I am developing a new research stream that documents how knowledge about large-scale socio-technical disaster gets mobilized toward institutional and policy change. In part, this connects to my work on science and technology and the concept of "other realities," particularly in terms of simulation techniques used to prepare for, or sanitize, risky endeavors. This stream also connects with my interests in political sociology, policy, and knowledge production. With Paul Durlak, I am developing a paper about the policy impact of the Fukushima Daiichi nuclear disaster in Germany, the United States, and France, focusing on how local actors and activists made this catastrophic event travel across time and space in order to provide the final catalyst for Germany to convert to an all-renewables energy program while barely registering on the policy radar in the other large nuclear producing nations.
In addition to these ongoing research streams, I occasionally publish on topics related to social and sociological theory, science and technology, interdisciplinarity and transdiciplinarity, and politics. For a number of years, I have been engaged in a collaborative side project on the political behavior of the white working class in America and its implications for elections and social policy, published in Sociological Inquiry, Sociological Forum, and most recently, Politics & Society. I am very interested in contentious politics, political psychology, and populism, particularly among the American white working class. Finally, as a generalist I enjoy working with scholars interested in exploring holistic social analyses of decision-making in complex institutional domains, such as my collaboration with Ellen Berrey and Laura Beth Nielsen, published in Law & Society Review, that develops the notion of "situated justice" within employment discrimination litigation.
I have been publishing a series of articles, book chapters, and essays based on a comparative ethnography of Artificial Intelligence labs. These publications appear in Science, Technology & Human Values, Social Studies of Science, Contexts, Sociology Compass, and Social Anthropology/Anthropologie Sociale.

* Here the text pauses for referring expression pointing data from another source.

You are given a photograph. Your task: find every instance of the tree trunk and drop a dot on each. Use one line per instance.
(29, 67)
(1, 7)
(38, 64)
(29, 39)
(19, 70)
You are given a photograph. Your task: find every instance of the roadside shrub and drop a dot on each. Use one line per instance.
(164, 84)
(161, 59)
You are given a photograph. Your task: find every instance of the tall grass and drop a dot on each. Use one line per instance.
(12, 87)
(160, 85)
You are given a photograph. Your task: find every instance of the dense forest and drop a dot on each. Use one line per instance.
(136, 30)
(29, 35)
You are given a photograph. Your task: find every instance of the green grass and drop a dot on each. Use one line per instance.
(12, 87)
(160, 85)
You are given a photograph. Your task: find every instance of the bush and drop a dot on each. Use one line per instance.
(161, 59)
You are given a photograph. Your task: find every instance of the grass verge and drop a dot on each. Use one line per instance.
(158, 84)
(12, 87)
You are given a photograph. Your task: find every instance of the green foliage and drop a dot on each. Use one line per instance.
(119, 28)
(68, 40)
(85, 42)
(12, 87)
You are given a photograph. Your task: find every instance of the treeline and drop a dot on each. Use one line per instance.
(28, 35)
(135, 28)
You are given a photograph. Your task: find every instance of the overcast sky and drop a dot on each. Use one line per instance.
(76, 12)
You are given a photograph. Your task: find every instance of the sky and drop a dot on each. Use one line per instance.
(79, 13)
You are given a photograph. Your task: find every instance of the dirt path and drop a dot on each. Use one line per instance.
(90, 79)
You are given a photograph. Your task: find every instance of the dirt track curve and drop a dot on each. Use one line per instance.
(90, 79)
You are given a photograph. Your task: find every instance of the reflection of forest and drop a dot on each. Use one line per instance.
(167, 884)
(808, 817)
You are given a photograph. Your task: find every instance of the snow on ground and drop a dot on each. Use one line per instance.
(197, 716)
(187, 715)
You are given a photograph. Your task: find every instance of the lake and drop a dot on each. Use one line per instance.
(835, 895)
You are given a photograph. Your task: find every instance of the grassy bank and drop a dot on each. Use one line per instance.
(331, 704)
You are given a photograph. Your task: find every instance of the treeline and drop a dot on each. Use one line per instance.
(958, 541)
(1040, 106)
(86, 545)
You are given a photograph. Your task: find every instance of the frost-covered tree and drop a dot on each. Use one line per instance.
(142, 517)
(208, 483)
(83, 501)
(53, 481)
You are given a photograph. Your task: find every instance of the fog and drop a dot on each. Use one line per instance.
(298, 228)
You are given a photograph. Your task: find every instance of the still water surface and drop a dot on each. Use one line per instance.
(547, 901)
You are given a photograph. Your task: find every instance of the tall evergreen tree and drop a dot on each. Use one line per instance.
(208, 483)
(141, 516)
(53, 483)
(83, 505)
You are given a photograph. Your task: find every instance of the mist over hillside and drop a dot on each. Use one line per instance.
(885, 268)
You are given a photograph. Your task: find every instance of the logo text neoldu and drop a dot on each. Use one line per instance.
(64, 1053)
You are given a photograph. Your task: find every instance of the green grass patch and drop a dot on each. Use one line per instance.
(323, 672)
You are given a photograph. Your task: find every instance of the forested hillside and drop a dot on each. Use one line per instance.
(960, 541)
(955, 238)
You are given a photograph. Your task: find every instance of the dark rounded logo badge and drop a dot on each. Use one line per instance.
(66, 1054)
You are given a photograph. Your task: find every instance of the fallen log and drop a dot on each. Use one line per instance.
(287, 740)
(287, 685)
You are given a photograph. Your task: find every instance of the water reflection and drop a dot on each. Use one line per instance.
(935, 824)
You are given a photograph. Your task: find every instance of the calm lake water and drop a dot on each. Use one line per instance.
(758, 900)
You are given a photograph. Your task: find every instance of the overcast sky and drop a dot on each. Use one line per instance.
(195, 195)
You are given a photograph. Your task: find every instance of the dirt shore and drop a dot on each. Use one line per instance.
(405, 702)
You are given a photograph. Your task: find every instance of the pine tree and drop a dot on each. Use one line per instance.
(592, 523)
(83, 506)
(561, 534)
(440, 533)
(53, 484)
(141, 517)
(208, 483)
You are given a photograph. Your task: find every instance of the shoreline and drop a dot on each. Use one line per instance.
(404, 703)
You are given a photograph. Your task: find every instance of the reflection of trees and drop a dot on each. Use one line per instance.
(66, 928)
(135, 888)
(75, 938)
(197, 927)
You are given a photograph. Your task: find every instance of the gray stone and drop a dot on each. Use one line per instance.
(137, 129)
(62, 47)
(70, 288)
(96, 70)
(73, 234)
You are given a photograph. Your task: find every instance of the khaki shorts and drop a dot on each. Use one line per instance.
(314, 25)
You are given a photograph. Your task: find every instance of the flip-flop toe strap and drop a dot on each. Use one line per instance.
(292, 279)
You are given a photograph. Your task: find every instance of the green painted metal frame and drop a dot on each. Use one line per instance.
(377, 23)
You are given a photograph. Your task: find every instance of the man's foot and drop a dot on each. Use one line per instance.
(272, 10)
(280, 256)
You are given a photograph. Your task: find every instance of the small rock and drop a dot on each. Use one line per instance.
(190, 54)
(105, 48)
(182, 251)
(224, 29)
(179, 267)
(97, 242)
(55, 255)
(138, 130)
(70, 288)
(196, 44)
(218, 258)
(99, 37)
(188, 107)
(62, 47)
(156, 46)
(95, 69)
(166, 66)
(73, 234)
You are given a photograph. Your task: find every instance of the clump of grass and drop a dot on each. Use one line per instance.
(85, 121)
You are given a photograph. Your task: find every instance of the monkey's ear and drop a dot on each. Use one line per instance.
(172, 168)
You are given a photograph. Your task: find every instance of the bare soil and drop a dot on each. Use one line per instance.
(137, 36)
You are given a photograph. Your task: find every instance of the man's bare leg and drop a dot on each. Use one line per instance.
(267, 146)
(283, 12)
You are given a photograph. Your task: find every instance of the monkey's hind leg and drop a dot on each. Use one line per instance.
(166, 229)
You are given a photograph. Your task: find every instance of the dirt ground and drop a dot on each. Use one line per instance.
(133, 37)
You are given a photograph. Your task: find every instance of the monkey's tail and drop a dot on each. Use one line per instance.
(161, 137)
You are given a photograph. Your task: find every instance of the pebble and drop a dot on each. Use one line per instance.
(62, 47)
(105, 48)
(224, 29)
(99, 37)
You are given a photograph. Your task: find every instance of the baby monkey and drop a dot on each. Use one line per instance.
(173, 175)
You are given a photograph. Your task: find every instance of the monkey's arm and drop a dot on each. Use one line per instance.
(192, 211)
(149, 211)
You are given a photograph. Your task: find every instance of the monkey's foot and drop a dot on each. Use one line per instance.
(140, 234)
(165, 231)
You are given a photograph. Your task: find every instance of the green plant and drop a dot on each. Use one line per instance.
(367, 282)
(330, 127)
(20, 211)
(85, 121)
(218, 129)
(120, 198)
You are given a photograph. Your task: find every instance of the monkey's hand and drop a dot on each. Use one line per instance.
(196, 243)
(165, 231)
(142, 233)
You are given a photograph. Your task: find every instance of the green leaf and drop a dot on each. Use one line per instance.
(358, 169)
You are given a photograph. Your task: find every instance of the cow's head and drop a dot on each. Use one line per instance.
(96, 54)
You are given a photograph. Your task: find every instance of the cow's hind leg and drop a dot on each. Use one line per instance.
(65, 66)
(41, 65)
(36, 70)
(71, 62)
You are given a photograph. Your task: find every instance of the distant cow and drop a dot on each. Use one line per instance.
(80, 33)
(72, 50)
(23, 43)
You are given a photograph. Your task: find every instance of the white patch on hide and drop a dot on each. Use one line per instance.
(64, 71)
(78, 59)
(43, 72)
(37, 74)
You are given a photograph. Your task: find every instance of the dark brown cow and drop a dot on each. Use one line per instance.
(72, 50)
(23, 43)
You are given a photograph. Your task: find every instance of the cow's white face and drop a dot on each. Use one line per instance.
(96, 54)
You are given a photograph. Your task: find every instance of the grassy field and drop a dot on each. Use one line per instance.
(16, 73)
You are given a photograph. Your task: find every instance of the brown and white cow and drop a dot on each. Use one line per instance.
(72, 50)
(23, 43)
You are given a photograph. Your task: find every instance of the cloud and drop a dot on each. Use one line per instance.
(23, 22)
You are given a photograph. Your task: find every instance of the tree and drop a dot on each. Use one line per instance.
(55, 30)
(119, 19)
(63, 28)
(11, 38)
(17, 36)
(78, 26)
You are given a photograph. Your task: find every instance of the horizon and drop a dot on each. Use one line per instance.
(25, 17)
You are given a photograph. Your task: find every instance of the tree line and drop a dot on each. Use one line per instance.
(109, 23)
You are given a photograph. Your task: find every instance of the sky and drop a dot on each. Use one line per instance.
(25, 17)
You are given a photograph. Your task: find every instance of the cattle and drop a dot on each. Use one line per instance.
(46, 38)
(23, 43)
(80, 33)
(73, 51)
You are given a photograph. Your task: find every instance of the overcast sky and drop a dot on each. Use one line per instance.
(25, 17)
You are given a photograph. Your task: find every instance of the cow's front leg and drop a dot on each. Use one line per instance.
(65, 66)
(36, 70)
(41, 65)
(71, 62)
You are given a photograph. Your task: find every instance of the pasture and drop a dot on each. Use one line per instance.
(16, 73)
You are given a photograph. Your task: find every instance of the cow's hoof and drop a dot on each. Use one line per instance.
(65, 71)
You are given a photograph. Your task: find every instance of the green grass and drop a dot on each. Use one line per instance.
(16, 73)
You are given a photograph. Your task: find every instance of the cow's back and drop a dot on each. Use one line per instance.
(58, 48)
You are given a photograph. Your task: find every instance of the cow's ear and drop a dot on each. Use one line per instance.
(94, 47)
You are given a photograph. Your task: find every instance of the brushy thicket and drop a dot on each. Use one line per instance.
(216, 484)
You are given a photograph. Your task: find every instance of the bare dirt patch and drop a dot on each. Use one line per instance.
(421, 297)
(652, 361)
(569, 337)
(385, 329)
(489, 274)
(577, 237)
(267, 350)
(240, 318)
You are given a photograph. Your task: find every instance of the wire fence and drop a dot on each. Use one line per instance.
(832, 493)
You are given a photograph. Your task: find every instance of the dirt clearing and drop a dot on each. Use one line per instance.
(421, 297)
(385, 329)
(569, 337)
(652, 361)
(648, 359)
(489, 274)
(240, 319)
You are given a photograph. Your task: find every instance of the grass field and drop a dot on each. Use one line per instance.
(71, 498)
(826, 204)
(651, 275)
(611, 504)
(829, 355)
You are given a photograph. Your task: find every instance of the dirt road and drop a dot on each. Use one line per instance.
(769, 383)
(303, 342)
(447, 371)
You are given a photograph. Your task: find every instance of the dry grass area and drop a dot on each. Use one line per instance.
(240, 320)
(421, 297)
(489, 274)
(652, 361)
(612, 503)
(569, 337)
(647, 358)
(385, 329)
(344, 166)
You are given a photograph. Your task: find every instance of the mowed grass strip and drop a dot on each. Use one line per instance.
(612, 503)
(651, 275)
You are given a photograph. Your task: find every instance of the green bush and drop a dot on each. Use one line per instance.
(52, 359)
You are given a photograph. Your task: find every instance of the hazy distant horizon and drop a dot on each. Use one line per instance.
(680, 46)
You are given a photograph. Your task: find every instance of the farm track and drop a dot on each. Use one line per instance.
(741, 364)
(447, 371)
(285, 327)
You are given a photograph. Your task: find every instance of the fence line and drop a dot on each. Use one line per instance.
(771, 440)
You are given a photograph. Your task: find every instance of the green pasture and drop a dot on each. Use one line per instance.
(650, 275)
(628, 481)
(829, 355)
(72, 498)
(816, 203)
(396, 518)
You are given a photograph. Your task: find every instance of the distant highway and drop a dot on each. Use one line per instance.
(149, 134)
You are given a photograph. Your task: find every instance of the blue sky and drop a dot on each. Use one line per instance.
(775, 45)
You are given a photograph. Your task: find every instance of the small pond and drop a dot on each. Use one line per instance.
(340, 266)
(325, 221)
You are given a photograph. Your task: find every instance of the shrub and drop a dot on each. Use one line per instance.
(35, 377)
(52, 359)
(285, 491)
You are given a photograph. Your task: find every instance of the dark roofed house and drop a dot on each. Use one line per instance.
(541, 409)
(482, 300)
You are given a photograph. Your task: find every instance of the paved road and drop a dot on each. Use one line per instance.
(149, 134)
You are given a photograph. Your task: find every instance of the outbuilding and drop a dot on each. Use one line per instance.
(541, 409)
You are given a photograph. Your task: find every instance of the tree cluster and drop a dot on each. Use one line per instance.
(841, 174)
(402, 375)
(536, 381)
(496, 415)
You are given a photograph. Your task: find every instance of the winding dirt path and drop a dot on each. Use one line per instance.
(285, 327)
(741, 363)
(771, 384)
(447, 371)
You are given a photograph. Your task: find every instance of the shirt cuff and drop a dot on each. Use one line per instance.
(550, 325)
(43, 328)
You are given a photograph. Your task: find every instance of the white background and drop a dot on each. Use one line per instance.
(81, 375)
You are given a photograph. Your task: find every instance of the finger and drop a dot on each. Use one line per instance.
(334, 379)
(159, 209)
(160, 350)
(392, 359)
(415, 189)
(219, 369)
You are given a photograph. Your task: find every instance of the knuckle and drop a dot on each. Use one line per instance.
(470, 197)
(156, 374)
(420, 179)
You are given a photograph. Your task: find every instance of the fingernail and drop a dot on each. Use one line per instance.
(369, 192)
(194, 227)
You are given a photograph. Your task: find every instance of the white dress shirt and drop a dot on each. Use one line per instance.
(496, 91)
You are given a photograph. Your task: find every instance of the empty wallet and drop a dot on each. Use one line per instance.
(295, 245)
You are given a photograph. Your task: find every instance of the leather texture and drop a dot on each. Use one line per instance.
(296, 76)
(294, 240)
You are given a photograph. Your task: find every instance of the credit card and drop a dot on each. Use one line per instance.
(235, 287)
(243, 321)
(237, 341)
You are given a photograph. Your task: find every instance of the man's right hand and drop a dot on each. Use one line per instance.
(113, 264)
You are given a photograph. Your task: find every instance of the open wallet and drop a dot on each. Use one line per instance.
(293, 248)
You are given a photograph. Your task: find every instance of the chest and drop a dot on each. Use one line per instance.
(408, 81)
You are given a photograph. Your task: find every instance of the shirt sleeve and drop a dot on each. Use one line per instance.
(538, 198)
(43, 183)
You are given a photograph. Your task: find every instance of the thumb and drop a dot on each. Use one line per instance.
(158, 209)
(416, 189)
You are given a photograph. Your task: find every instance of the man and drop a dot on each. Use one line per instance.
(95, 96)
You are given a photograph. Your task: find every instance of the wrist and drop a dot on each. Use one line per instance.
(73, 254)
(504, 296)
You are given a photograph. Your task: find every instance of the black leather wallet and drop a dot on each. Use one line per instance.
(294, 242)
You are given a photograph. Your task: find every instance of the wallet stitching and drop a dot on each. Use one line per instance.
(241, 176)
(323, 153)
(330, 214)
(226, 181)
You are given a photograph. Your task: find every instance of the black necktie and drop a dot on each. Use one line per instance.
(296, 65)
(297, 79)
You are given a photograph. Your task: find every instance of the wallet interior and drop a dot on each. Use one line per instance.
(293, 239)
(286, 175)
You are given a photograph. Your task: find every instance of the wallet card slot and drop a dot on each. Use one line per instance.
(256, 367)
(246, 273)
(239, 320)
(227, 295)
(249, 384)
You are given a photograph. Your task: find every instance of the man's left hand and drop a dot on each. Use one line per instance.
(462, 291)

I am particularly interested in how university scientists are navigating the increasingly fraught waters of commercial relevance, societal impact, and academic capitalism, as well as how scientists are adapting what counts as "science" to rapidly changing professional and methodological realities.
My articles have examined different strategies taken by AI scientists to manage the characteristic ambiguities "at the edge of knowledge" (forthcoming in ST&HV), the way that academic researchers build distinct scientific life worlds around particular (and sometime contradictory) repertoires of basic and applied research (in SSS), how the logic, practices, and policies of academic capitalism carry across campus units that may be quite far removed from direct market ties (in Social Anthropology), and the broader consequences of these practices for knowledge production, research policy, and the practice and social organization of science more generally (in Contexts, Sociology Compass, The Routledge Companion to Visual Organization).